Que caldo este. Gente que emergiu de geografias diferentes só pode dar uma paleta de abordagens relativamente larga, que se aprisiona à estética do espectáculo. “Estas disciplinas, o teatro e a dança, não sei, às vezes parece que não falamos a mesma língua. É difícil tu conseguires ouvir uma frase em teatro e a seguir um gesto de dança e continuares a mesma história. O exercício é um bocadinho esse e esta é das primeiras vezes que tenho uma história, do princípio ao fim, que está muito bem escrita, então pude permitir-me estragar aquilo tudo. Tenho um bocado da história contado mais à teatro, outro contado mais visualmente, por aí. A história vai-se construindo nessa diversidade”, avisa.

E se há disparidade, e se um gesto equivale a uma palavra e uma palavra a um gesto, se um olhar é um movimento de dança, se o cenário é moderno e ousado para falar de um tempo que não é este, se vale isto tudo, os grandes culpados são os pré-rafaelitas, são Dante Gabriel Rossetti, são Elizabeth Siddal, são John Everett Millais, são William Holman Hunt.

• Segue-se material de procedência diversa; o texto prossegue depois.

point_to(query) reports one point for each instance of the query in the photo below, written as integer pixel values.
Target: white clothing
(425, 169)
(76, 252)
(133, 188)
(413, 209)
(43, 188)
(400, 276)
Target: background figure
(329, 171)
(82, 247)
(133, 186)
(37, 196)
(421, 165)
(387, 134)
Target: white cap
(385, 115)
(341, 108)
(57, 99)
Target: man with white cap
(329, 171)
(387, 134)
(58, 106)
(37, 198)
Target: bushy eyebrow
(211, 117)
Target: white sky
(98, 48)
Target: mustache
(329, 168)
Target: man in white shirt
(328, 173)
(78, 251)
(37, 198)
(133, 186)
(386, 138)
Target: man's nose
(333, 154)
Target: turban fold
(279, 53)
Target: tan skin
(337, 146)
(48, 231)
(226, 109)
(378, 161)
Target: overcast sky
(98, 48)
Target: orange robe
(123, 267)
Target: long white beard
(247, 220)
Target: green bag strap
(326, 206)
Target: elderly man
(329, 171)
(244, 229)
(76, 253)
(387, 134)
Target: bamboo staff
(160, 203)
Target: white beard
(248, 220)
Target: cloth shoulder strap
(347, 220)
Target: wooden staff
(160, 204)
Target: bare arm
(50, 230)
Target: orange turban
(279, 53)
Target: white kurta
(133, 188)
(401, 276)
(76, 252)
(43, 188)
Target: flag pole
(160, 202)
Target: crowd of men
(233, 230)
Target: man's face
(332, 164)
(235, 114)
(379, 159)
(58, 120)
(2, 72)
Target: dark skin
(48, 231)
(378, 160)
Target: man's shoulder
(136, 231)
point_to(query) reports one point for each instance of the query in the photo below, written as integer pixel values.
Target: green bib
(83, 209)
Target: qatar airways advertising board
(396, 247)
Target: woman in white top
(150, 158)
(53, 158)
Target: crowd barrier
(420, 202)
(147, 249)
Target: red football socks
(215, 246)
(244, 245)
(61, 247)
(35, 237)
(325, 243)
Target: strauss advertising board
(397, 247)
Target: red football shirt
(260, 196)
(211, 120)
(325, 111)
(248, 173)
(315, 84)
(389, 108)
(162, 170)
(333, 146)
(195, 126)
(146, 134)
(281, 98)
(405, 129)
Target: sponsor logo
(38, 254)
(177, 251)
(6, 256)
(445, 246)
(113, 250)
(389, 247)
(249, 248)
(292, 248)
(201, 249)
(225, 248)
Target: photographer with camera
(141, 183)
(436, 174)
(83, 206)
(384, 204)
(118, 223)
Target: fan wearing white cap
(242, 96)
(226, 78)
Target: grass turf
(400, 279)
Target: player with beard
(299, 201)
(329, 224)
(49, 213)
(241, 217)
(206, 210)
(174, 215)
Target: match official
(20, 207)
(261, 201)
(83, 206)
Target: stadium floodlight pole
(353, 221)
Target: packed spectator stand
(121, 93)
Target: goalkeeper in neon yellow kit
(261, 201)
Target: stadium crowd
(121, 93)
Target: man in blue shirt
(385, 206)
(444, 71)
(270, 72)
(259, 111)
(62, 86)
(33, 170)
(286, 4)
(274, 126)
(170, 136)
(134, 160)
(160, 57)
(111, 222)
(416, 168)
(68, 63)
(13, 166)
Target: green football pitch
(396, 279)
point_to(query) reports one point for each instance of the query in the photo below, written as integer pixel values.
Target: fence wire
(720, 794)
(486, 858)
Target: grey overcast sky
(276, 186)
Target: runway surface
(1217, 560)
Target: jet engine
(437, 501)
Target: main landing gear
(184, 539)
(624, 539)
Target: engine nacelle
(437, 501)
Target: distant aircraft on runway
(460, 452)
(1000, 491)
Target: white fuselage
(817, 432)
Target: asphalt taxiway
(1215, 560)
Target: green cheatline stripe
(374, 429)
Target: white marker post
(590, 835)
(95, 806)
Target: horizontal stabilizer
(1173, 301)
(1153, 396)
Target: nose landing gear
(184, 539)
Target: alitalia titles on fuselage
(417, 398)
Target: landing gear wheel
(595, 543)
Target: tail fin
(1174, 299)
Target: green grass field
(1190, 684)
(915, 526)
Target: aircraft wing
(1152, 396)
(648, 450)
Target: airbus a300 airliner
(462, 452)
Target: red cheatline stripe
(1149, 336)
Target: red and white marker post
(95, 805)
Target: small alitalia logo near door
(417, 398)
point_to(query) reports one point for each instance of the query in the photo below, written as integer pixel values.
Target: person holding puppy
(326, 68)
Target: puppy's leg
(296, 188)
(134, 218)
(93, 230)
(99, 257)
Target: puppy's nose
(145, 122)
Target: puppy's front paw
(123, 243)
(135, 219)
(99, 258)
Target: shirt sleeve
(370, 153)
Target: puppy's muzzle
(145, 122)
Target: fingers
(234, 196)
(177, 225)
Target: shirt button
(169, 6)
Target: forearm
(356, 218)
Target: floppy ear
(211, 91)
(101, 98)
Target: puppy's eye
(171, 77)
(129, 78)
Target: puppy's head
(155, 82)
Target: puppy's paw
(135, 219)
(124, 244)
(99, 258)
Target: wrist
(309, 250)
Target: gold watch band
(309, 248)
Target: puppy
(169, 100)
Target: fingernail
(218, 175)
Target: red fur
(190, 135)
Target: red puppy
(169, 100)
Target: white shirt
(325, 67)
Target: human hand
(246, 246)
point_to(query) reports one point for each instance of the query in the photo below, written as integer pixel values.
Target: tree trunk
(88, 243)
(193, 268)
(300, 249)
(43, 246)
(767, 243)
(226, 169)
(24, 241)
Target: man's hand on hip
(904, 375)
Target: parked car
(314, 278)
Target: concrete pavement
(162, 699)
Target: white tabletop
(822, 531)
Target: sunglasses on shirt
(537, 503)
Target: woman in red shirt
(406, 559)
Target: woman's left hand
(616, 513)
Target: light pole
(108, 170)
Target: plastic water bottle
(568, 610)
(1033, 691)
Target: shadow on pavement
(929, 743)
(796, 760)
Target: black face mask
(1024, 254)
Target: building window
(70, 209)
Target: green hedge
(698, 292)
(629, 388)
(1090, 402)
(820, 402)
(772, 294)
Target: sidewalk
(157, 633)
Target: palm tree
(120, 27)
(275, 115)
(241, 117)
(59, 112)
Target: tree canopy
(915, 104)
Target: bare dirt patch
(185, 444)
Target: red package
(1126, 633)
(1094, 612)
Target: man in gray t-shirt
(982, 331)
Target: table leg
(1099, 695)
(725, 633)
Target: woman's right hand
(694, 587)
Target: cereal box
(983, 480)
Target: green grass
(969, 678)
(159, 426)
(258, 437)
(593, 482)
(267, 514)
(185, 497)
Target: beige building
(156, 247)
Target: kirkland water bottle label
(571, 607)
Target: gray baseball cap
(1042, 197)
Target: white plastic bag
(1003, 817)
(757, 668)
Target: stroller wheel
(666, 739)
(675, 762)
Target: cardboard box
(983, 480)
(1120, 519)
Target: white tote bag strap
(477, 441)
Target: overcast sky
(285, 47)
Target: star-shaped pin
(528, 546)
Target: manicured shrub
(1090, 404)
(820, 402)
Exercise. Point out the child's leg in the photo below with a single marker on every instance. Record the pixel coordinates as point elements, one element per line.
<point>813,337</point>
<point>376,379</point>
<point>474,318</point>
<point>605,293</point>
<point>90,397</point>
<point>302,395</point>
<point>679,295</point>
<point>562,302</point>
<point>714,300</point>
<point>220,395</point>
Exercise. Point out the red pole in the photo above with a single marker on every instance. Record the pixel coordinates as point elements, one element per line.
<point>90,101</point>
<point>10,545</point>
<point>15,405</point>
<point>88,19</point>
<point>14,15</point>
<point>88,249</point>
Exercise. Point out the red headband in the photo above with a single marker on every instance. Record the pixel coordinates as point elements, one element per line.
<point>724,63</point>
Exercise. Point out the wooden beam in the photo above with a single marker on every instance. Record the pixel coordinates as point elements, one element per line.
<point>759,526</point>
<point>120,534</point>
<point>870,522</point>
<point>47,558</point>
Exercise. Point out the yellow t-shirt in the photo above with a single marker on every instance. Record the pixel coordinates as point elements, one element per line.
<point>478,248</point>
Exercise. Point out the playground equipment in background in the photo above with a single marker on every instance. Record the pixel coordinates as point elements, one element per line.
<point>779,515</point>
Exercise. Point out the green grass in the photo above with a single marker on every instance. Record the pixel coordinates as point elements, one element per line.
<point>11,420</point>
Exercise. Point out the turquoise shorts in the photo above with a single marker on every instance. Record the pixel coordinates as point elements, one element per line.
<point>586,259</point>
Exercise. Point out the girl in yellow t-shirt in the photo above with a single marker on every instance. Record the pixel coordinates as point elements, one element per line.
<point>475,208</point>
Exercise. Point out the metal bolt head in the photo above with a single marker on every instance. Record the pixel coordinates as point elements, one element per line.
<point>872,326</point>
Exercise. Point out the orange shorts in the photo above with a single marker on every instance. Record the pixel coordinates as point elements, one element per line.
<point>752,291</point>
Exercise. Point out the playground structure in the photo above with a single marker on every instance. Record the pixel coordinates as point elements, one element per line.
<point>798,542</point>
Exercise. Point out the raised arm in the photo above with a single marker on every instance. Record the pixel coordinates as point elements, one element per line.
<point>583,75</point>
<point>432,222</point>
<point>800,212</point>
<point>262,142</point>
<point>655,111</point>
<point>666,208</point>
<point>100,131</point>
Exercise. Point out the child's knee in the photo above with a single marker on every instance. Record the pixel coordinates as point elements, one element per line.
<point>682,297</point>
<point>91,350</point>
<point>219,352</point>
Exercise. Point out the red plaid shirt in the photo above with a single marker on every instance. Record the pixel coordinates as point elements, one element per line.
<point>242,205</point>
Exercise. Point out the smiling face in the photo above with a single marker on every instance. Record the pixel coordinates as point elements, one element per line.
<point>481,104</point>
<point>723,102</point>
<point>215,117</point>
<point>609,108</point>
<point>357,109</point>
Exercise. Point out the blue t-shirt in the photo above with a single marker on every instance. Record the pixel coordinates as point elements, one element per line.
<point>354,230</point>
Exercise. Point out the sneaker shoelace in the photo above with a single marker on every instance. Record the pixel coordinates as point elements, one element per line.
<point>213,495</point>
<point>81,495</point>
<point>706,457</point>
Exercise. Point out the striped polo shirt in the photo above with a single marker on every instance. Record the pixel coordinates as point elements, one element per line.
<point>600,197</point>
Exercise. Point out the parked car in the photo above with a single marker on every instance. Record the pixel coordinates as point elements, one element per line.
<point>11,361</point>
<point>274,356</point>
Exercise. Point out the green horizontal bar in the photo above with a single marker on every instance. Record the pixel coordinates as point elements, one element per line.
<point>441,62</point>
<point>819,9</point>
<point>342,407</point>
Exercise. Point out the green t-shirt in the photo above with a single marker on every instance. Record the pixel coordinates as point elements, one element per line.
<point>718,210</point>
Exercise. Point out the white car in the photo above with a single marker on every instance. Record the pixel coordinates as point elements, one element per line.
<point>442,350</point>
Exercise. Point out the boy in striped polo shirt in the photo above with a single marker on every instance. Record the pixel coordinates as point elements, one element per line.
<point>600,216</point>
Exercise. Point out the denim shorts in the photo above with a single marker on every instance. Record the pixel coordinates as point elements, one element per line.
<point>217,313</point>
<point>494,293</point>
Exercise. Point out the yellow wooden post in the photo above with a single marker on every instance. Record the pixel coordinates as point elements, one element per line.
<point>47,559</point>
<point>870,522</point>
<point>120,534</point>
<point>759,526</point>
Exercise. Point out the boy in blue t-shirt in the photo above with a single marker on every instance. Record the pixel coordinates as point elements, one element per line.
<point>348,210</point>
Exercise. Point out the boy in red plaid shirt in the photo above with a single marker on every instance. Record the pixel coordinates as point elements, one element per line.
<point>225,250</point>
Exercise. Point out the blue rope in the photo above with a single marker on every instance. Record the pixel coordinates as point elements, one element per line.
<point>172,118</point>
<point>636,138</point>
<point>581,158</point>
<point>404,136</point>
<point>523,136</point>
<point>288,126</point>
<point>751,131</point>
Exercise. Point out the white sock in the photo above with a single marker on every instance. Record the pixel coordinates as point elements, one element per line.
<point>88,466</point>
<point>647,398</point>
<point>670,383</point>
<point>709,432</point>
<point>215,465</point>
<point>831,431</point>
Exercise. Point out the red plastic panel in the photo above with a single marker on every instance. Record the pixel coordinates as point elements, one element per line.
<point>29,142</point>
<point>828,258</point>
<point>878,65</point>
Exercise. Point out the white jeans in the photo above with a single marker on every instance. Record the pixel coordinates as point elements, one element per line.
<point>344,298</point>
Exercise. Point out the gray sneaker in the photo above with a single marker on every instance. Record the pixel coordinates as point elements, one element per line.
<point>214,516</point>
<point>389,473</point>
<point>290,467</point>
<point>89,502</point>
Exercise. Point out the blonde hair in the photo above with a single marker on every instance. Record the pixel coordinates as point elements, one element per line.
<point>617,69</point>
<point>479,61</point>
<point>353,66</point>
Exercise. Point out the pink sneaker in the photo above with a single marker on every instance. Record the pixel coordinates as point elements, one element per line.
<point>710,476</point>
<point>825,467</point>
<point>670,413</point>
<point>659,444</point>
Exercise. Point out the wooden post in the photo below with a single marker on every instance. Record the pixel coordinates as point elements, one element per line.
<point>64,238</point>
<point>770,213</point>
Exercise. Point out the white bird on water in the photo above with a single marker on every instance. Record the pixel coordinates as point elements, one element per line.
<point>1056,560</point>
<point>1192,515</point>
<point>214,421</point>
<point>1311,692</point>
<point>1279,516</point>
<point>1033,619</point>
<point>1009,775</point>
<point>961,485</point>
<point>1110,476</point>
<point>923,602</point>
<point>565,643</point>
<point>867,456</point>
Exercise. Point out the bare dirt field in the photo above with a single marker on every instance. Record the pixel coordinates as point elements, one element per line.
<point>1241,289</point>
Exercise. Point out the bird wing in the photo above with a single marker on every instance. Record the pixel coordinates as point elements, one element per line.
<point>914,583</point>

São eles que nos dizem que a beleza pode ser gente com mãos de manequim, pode ser um rio onde desaguam os dejectos sanitários; a beleza pode, no fundo, ser a doença. Que em Lizzie assume as vestes da liberdade. “Somos todos epígonos e consequências de uma série de coisas que foram acontecendo. Os pré-rafaelitas foram um motor disso, daquela coisa de poderem haver várias formas de beleza, a beleza não é arrumada, não é limpinha, a beleza nem sequer é bonita, a beleza é outra coisa. Quando lemos Herberto Helder fica tudo esclarecido. Mas há 150 anos não era assim, havia uma norma, quisemos jogar com isso para falar de outras normas”, conclui Miguel Jesus. Maravilhosa dança. Perdão: doença.